The expansion of mosquito-borne diseases such as dengue, yellow fever, and chikungunya in the past 15 years has ignited the need for active surveillance of common and neglected mosquito-borne infectious diseases. The surveillance should be designed to detect diseases and to provide relevant field-based data for developing and implementing effective control measures to prevent outbreaks before significant public health consequences can occur. Mosquitoes are important vectors of human and animal pathogens, and knowledge on their biodiversity and distribution in the Afrotropical region is needed for the development of evidence-based vector control strategies. Following a comprehensive literature search, an inventory of the diversity and distribution of mosquitoes as well as the different mosquito-borne diseases found in Cameroon was made. A total of 290 publications/reports and the mosquito catalogue website were consulted for the review. To date, about 307 species, four subspecies and one putative new species of Culicidae, comprising 60 species and one putative new species of Anopheles, 67 species and two subspecies of Culex, 77 species and one subspecies of Aedes, 31 species and one subspecies of Eretmapodites, two Mansonia, eight Coquillettidia, and 62 species with unknown medical and veterinary importance (Toxorhynchites, Uranotaenia, Mimomyia, Malaya, Hodgesia, Ficalbia, Orthopodomyia, Aedeomyia, and Culiseta and Lutzia) have been collected in Cameroon.

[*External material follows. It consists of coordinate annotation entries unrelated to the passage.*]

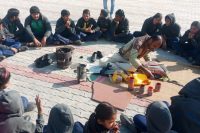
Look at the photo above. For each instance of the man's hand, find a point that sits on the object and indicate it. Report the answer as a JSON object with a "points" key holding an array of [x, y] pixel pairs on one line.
{"points": [[36, 42], [115, 128], [103, 29], [146, 72], [1, 27], [190, 36], [38, 104], [44, 41], [14, 50], [67, 24]]}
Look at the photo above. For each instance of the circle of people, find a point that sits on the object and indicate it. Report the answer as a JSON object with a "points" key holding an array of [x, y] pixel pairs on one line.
{"points": [[37, 32]]}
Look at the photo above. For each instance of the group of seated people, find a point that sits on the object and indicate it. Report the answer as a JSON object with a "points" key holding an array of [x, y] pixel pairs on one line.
{"points": [[182, 116], [37, 31]]}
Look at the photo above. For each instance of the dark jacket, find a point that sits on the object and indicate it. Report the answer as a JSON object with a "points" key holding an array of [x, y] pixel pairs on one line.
{"points": [[185, 108], [47, 31], [93, 127], [159, 118], [4, 33], [60, 119], [82, 24], [104, 23], [11, 110], [151, 29], [121, 29], [15, 27], [173, 30], [62, 29], [2, 47], [194, 41]]}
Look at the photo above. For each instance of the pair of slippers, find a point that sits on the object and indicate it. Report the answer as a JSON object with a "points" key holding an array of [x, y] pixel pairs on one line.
{"points": [[96, 55]]}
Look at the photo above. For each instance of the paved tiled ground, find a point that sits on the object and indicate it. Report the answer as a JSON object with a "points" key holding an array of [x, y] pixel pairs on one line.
{"points": [[21, 65]]}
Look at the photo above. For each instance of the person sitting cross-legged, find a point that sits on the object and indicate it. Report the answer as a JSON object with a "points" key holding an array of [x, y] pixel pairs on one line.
{"points": [[171, 32], [65, 29], [104, 23], [119, 30], [38, 28], [8, 45], [13, 24], [130, 54], [87, 27], [190, 43]]}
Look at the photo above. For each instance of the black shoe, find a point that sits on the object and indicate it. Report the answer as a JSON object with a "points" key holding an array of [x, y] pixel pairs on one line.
{"points": [[99, 54], [23, 48], [27, 117], [30, 44], [78, 43], [94, 57], [31, 106], [128, 123]]}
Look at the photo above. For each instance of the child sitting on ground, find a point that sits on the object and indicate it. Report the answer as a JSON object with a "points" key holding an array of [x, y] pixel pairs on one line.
{"points": [[4, 83], [104, 23], [158, 119], [8, 46], [102, 120]]}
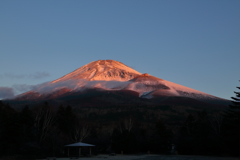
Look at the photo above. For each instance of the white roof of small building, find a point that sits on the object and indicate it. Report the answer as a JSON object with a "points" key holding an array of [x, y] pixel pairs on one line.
{"points": [[79, 144]]}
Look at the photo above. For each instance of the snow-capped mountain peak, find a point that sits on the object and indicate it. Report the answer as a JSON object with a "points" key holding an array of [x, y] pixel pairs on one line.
{"points": [[105, 70]]}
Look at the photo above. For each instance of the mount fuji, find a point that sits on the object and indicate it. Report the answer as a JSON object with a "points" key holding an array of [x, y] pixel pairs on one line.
{"points": [[110, 76]]}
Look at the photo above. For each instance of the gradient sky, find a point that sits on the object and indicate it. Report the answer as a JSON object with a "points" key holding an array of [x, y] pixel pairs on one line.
{"points": [[195, 43]]}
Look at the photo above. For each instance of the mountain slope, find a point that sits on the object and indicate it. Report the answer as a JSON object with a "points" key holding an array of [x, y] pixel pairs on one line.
{"points": [[110, 75], [107, 70]]}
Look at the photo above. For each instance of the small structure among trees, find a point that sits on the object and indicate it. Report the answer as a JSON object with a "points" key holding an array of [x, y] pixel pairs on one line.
{"points": [[78, 149]]}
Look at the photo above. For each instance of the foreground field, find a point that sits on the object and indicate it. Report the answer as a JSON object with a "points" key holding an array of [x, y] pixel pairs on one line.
{"points": [[149, 157]]}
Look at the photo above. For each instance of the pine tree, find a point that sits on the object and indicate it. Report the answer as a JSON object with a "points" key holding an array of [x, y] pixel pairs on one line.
{"points": [[232, 125]]}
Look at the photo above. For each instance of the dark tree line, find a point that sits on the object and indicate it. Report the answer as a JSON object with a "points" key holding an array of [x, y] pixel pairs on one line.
{"points": [[43, 130]]}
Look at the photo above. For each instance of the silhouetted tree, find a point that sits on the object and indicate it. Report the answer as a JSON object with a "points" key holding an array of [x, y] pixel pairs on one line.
{"points": [[232, 125], [161, 139]]}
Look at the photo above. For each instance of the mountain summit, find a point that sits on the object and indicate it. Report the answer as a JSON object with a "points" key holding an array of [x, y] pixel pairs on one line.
{"points": [[113, 76], [104, 70]]}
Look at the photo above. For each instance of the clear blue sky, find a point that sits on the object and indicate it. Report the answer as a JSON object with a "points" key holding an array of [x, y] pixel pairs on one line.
{"points": [[195, 43]]}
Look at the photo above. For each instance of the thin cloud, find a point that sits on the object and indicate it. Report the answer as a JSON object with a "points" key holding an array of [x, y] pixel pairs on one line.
{"points": [[6, 92], [36, 75]]}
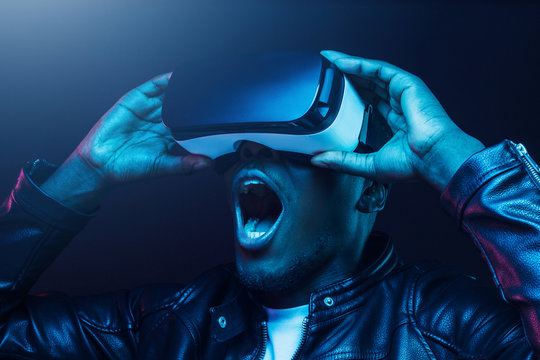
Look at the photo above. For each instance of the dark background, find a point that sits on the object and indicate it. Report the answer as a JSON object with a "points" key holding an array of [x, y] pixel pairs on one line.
{"points": [[64, 63]]}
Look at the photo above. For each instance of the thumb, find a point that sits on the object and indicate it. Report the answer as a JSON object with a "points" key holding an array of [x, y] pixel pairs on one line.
{"points": [[346, 162], [182, 165]]}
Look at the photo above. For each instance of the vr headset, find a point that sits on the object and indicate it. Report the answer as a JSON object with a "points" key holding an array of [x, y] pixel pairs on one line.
{"points": [[296, 103]]}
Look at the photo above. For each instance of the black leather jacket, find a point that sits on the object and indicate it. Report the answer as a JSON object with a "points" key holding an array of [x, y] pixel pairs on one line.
{"points": [[387, 311]]}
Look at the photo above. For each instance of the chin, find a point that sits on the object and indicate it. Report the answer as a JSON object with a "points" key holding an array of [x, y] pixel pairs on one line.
{"points": [[282, 273]]}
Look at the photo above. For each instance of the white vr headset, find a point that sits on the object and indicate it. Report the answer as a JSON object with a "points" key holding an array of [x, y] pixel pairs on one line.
{"points": [[293, 102]]}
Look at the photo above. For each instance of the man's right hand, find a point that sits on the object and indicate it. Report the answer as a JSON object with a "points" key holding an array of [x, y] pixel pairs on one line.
{"points": [[128, 143]]}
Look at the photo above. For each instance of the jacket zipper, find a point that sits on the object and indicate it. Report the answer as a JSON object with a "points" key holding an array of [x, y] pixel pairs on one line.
{"points": [[264, 329], [532, 167], [303, 338]]}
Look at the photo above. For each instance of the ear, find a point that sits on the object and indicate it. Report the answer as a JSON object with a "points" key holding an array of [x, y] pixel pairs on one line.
{"points": [[373, 197]]}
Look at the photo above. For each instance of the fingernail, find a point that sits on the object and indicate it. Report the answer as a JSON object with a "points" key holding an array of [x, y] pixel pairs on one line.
{"points": [[319, 162], [201, 164]]}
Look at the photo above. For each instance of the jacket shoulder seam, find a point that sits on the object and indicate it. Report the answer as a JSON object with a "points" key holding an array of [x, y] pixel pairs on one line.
{"points": [[134, 323]]}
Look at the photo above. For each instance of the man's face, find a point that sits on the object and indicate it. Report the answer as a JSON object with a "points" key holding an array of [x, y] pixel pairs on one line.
{"points": [[289, 218]]}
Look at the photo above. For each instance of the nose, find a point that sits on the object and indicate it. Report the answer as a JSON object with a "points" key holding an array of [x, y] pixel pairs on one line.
{"points": [[249, 150]]}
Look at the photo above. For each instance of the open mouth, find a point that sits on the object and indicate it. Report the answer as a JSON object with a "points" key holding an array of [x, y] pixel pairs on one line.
{"points": [[258, 210]]}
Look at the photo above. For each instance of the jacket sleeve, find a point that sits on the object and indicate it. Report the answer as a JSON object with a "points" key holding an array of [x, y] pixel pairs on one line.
{"points": [[33, 231], [495, 198]]}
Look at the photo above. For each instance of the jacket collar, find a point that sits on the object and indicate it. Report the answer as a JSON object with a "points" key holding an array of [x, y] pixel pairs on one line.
{"points": [[378, 260]]}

Multiple mosquito species implicated in the transmission of pathogens within Anopheles, Culex, Aedes, Eretmapodites, Mansonia, and Coquillettidia have been reported in Cameroon. Furthermore, the presence of 26 human and zoonotic arboviral diseases, one helminthic disease, and two protozoal diseases has been reported. Information on the bionomics, taxonomy, and distribution of mosquito species will be useful for the development of integrated vector management programmes for the surveillance and elimination of mosquito-borne diseases in Cameroon.